Un débiteur qui arrive à rembourser ses créanciers peut toujours être confronté aux poursuites individuelles de ses créanciers. Toutefois, lorsque la procédure collective d’apurement du passif est ouverte par un jugement, du fait de la cessation de paiement du débiteur, les poursuites individuelles sont interdites. On dit qu’il y a arrêt ou suspension des poursuites individuelles afin de garantir l’égalité de tous les créanciers. Les créanciers ne peuvent donc que déclarer leurs créances. Seul le débiteur en cessation de paiement bénéficie de cet arrêt.
Sommaire de l'article
Le principe : interdiction de la poursuite des actions individuelles contre la société
L’arrêt des poursuites individuelles est prévu par la loi ainsi que par la jurisprudence. La Cour de cassation lui a d’ailleurs érigé en principe d’ordre public.
Le contenu du principe
Lorsque la société débitrice fait l’objet d’une procédure collective, le but est de s’assurer que tous les créanciers soient payés. Il est ainsi nécessaire de garantir que le patrimoine du débiteur ne s’amenuise pas pas avant les paiements. Tous les créanciers ne doivent ainsi pas être en mesure de poursuivre le débiteur afin d’exiger d’être payés et ainsi nuire aux autres créanciers. Le traitement égalitaire de tous les créanciers est la règle.

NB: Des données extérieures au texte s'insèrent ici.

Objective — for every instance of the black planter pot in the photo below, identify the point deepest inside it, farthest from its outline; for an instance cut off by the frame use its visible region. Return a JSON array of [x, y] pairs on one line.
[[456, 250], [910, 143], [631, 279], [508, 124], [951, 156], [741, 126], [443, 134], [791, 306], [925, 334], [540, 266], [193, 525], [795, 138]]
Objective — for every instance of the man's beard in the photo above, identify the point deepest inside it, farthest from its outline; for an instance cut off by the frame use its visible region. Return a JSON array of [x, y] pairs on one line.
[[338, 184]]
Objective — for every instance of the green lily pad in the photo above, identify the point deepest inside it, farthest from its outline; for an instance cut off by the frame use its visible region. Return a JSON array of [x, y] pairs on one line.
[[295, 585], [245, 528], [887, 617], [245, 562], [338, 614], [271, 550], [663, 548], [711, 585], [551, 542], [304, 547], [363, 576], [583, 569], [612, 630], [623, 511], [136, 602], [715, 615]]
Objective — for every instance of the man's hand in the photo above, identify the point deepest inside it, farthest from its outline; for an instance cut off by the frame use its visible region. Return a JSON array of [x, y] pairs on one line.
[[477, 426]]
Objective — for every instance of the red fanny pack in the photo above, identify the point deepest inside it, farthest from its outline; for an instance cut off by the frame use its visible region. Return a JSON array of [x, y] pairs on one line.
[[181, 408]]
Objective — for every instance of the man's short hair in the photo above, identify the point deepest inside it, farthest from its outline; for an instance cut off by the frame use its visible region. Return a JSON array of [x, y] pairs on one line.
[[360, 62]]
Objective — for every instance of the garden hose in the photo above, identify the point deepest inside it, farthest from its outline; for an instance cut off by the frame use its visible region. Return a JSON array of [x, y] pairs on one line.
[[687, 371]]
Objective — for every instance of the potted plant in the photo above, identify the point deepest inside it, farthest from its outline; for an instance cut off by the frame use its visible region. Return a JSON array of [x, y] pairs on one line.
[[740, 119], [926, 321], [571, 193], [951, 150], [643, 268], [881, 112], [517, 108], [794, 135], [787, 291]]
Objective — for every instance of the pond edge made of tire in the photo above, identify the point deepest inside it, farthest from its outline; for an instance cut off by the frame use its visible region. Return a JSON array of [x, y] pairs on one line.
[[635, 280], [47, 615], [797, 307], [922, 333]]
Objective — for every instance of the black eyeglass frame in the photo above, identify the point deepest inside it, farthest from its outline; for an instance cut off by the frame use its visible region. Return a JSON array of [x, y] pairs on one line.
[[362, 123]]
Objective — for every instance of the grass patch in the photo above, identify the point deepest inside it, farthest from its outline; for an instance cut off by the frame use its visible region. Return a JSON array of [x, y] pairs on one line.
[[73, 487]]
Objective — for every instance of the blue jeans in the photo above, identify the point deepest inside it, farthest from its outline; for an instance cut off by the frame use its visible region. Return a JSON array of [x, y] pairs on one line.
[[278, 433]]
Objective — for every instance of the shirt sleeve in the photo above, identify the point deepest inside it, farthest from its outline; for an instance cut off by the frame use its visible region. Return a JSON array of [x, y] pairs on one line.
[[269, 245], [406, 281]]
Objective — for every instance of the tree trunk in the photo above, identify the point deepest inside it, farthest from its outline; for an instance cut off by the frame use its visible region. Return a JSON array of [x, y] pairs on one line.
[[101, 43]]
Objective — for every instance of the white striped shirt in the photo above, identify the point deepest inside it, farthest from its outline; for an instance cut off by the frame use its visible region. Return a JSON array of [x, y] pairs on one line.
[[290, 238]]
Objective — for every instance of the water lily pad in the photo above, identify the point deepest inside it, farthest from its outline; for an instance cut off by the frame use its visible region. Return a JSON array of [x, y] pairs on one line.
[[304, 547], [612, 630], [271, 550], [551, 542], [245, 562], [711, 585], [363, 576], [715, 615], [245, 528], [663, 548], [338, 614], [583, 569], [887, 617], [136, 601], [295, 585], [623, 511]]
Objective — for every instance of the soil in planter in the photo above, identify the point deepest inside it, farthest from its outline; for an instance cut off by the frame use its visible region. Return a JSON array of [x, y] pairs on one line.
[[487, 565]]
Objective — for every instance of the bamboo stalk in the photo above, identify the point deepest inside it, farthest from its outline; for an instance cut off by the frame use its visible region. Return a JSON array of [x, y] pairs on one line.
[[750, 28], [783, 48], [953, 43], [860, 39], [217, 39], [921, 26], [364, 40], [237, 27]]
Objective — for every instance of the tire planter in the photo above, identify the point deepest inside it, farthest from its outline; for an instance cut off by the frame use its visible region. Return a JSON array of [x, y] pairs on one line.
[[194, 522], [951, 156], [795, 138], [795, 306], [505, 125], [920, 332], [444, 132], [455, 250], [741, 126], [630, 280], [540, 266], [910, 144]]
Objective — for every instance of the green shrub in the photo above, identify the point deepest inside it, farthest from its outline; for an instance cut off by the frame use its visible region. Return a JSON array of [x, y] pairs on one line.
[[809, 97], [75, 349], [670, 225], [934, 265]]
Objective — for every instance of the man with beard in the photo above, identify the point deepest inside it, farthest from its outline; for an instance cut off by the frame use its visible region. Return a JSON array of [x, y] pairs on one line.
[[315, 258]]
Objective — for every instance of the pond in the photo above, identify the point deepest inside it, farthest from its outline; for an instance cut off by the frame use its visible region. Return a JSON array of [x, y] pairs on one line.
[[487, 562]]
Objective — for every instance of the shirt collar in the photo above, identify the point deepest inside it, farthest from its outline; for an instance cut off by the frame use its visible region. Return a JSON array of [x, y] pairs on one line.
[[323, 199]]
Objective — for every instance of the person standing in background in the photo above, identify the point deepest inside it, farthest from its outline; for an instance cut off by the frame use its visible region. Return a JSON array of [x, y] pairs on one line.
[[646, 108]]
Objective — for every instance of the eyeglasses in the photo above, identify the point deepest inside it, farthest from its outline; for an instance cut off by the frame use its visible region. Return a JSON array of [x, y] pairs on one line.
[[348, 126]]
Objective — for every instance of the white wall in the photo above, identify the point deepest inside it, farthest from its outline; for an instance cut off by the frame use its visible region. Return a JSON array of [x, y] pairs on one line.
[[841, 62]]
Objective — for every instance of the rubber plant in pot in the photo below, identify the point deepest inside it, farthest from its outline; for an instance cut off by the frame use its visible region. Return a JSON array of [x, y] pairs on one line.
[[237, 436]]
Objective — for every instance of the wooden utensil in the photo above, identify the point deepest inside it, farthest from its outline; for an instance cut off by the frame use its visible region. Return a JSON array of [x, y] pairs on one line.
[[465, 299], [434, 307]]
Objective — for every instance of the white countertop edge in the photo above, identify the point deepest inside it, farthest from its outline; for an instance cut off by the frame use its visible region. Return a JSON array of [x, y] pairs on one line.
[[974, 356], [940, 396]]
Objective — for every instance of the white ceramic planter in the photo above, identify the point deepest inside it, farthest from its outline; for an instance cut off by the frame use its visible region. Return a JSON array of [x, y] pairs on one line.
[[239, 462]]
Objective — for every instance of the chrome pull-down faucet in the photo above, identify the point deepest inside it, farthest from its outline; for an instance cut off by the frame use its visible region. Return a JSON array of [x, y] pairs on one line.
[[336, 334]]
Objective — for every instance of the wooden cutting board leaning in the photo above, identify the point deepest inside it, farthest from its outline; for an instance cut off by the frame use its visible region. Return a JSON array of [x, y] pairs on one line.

Ce principe d’interdiction de poursuites individuelles est prévu par l’article L622-21 du code de commerce. Cet article précise la nature des poursuites interdites, notamment l’action pour le paiement d’une somme d’argent, la résolution du contrat pour défaut de paiement d’une somme d’argent. Sont également interdites toutes les voies d’exécution contre les immeubles et meubles du débiteur.
La Cour de cassation considère ce principe comme un principe d’ordre public (Cass civ 1ère 6 Mai 2009 n°08-10281). En effet, il s’agit d’une fin de non-recevoir que le juge doit relever d’office (Cass com 1er juillet 2020 n°19-11658) qu’il soit invoqué par le débiteur seul ou par son liquidateur (Cass com 9 décembre 2020 n°19-17462 ).
Le fondement et les effets de l’arrêt des poursuites individuelles
L’arrêt des poursuites individuelles permet au débiteur de reconstituer sa trésorerie afin de pouvoir, soit payer au mieux les créanciers, soit en vue d’élaborer un plan de restructuration.
Toutes les actions des créanciers sont, par ailleurs, entre les mains d’une seule personne : le mandataire judiciaire qui est chargé de veiller au bon déroulement de la procédure collective. Cette suspension des poursuites permet également aux créanciers de déclarer leurs créances pour que ces dernières puissent être prises en compte dans le cadre du désintéressement. Le débiteur, l’administrateur ou le liquidateur ne peuvent plus payer aucun créancier.
Les créances prévues à l’article L. 622-17 sont les exceptions.
Le bénéficiaire de l’arrêt des poursuites : la société uniquement
Au vu du contenu du principe, ainsi que de son fondement, l’arrêt des poursuites individuelles a été spécialement instauré au bénéfice du débiteur. Le dirigeant de la société par exemple est considéré comme un tiers à la procédure collective. Ainsi, dans le cas où il fait l’objet d’une poursuite individuelle du fait d’une faute personnelle quelconque, l’action peut se concrétiser et est recevable (Cass. com. 29-3-2023 n° 21-21.005 F-B, X c/ Directrice générale des douanes et droits indirects).
La position de la Cour de cassation sur ce point a été constante au fil des années, à travers ses décisions, et cet arrêt récent en est une confirmation. Par exemple, un dirigeant a été poursuivi sur le fondement du Code général des Impôts (articles 1799 et 1799 A) du fait d’infractions aux contributions indirectes. L’administration fiscale peut également poursuivre le dirigeant solidairement responsable avec la société du paiement des impôts et pénalités, sur la base de l’article L 267 du Livre des procédures fiscales.
En effet, dans le cas où le dirigeant aurait effectué des manœuvres frauduleuses ayant empêché leur recouvrement ou des infractions répétées des obligations fiscales de la société (Cass. com. 21-6-1994 n° 92-16.134 D : RJDA 11/94 n° 1142), le dirigeant peut faire l’objet de poursuites individuelles par l’administration fiscale.
De même, les poursuites pénales et civiles contre les dirigeants ne sont pas suspendus (Cass. crim. 24 janvier 1994; Cass. crim. 14 février 1994; Cass. crim. 23 mai 1995), (Cass. crim. 7 sept. 2005).
Ce n’est pas le cas si le dirigeant fait l’objet d’une procédure collective distincte ou si la procédure collective a été étendue à ce dirigeant.